There is a lot of literature on data quality, sort of tainted by association with some well-known big software vendors. But if you discard the big software vendors, these concepts are actually general and they don't depend on specific technologies.
So now we have lots of checks and alerts. Some require immediate attention. Some require attention on the next day. Some require attention on the next working day. And you maybe start ignoring some of them.
Don't get comfortably numb. Read each alert. Make sure the team reads each alert. Respond to each alert. And also examine if that alert was useful. Can you improve it? Should you silence it? Should you measure something else?
And then classify alerts. Classify them by system, by kind of problem, by business area, by priority. Ideally every new feature or every new bug is monitoring and alerting attached. And over time you can use information
you gather this way to guide your decisions. Guide your technical decisions. Guide your product decisions. So I have a very opinionated selection of resources.
A blog from Julia Evans. A conversation on Twitter with charity majors. The nurse stories stolen from this course on business ethics. I cannot recommend this course enough.
Even if it doesn't almost cover on call, it's a really good course. And the last one is a 2013 book on data quality, which still holds well enough. I just want to say thank to all the developers and engineers
and developers who have been on call for years. And make the internet work. Thank you for your presentation.
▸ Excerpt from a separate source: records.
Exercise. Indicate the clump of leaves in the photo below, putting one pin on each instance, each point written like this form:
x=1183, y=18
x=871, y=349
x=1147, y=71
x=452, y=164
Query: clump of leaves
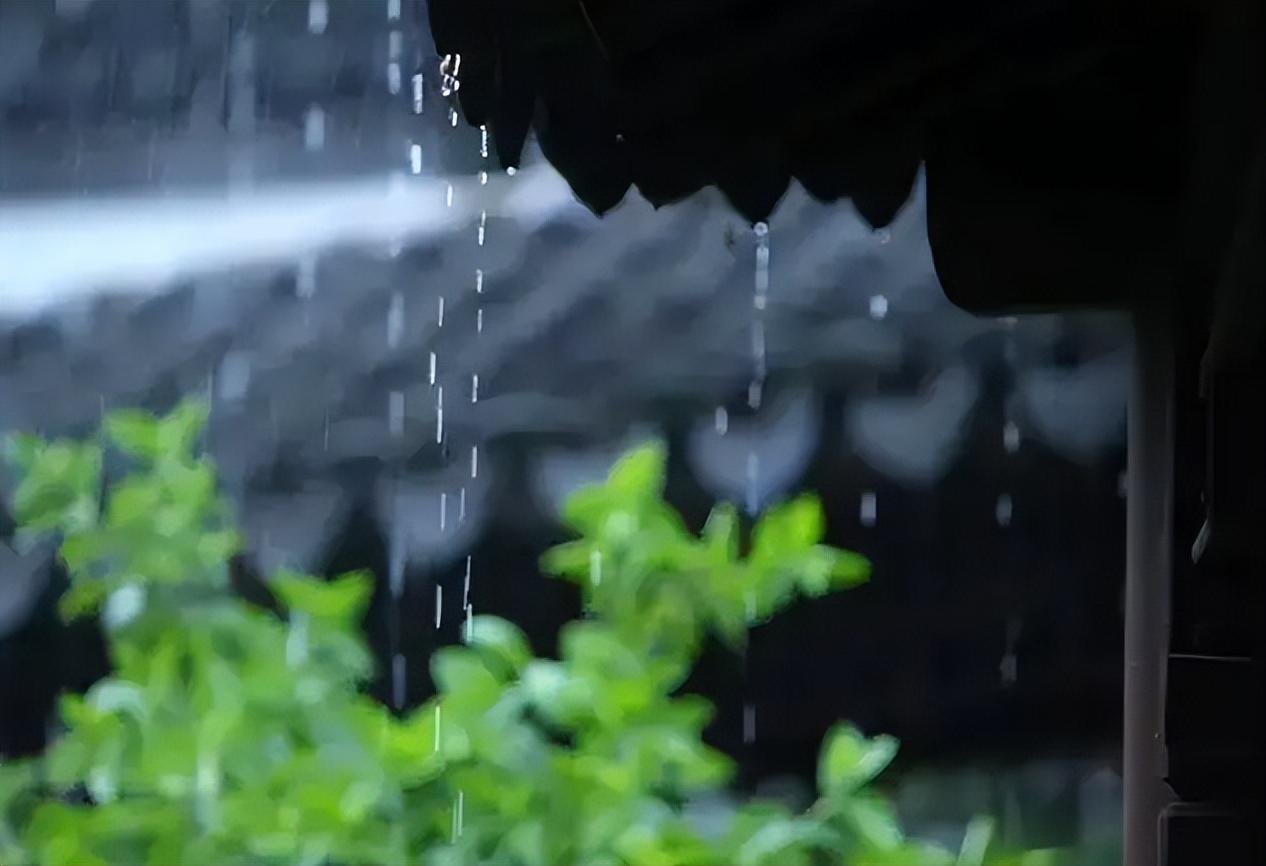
x=229, y=734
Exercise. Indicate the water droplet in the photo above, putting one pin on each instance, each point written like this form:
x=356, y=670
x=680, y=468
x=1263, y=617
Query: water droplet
x=879, y=307
x=305, y=276
x=753, y=474
x=395, y=413
x=595, y=566
x=398, y=680
x=395, y=319
x=417, y=93
x=314, y=128
x=753, y=395
x=439, y=414
x=867, y=509
x=1010, y=437
x=318, y=15
x=1003, y=510
x=748, y=723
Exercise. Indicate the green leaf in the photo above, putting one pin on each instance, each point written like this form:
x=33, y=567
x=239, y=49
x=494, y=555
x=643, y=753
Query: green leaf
x=638, y=475
x=500, y=641
x=874, y=822
x=180, y=428
x=341, y=600
x=788, y=529
x=134, y=432
x=851, y=760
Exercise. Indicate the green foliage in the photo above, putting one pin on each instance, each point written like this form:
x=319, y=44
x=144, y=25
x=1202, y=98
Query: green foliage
x=227, y=734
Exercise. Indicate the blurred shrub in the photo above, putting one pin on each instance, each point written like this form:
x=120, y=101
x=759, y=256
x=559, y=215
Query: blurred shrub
x=228, y=734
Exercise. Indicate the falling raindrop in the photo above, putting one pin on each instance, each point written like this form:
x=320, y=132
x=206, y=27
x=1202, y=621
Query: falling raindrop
x=753, y=474
x=458, y=817
x=877, y=307
x=1003, y=510
x=395, y=42
x=305, y=277
x=314, y=128
x=398, y=674
x=417, y=93
x=450, y=67
x=395, y=319
x=395, y=414
x=1010, y=437
x=867, y=509
x=318, y=15
x=748, y=723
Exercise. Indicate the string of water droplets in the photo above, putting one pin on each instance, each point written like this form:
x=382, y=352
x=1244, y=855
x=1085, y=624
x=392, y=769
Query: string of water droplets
x=450, y=69
x=396, y=558
x=755, y=398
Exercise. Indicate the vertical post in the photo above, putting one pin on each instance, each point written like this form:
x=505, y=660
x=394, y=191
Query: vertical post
x=1148, y=577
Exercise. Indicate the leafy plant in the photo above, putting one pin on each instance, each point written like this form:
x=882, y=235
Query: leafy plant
x=229, y=734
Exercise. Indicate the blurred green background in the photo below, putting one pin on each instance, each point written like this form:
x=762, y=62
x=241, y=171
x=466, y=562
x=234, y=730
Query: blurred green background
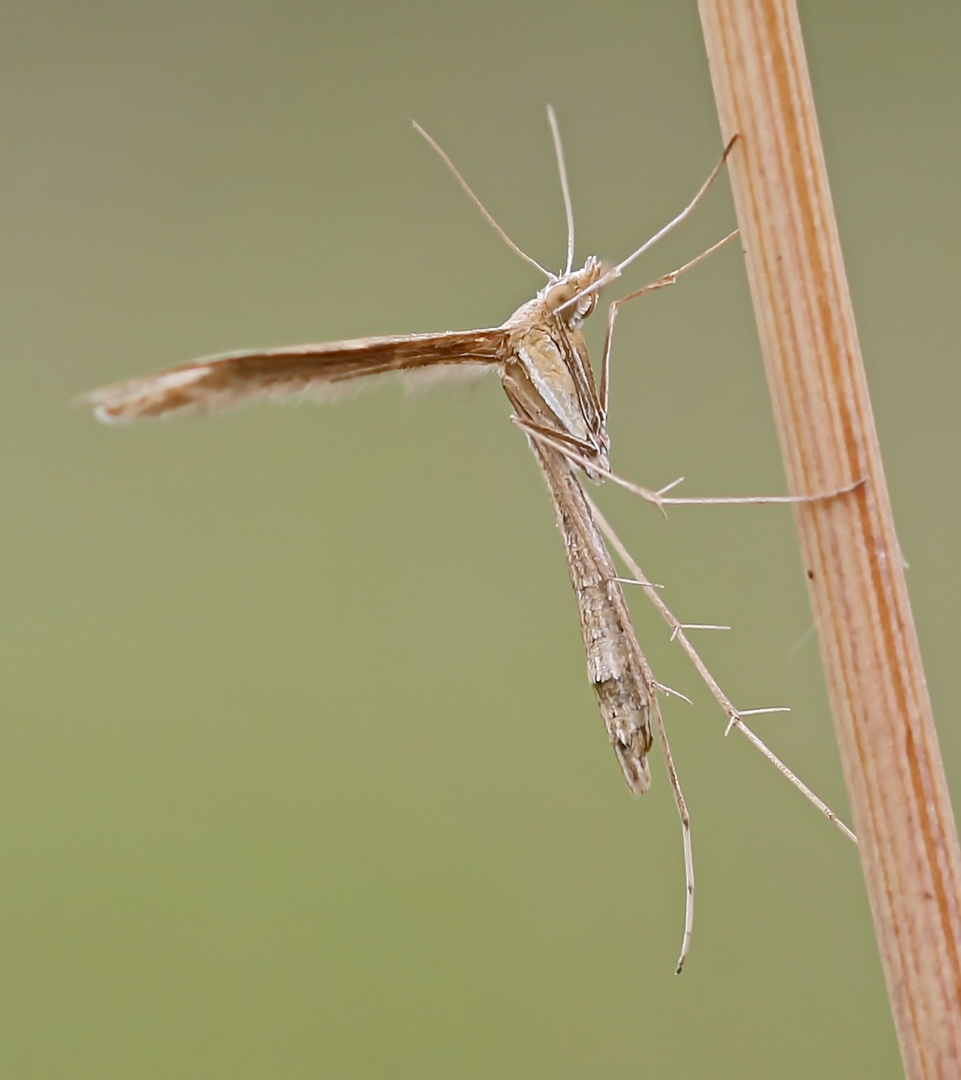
x=300, y=772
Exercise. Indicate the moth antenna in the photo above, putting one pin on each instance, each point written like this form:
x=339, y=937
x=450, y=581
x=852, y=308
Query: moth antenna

And now for questions and answers. You've mentioned training people with fake emergencies and stuff like that. How do you simulate that? Do you actually break something on a staging environment?
Or what do you do? I actually break production. On purpose during office hours. That's how I do it. I'm not telling you to do it, but that's actually how we do it in my team.
When you are continuing on this, when you break on production, do you have also another native backup system? It depends on the breakage. If we are causing a breakage on purpose,
we tend not to do something that will actually go to the customers. So maybe we put a wrong string for the connection database, and then we make it fail before it deploys. We tend not to do anything that will actually impact people.
I also look after a lot of ETLs. So you can make an ETL fail in the middle of the day, and the data will still be the same data you gather at the beginning of the day. So that's another way to do it. That's mostly how we do it, actually.
Thank you. Any other questions? It's kind of unrelated, but are those your cats?
Yes, yes. The grey one is Estia, and the white one is Filo. Thanks, and I know what you feel when they call you. Which kind of software do you use for monitoring your system or your data?
So this layer is Datadog. They have a booth just right outside.
For this layer, we use a data democratization tool called Redash. It's a wonderful tool, and I strongly encourage you to try Redash. It's in Python, by the way.
Obviously, there are alternatives. There are as much as alternatives as you can think of. OK, do we have another question? If not, we can thank our speaker.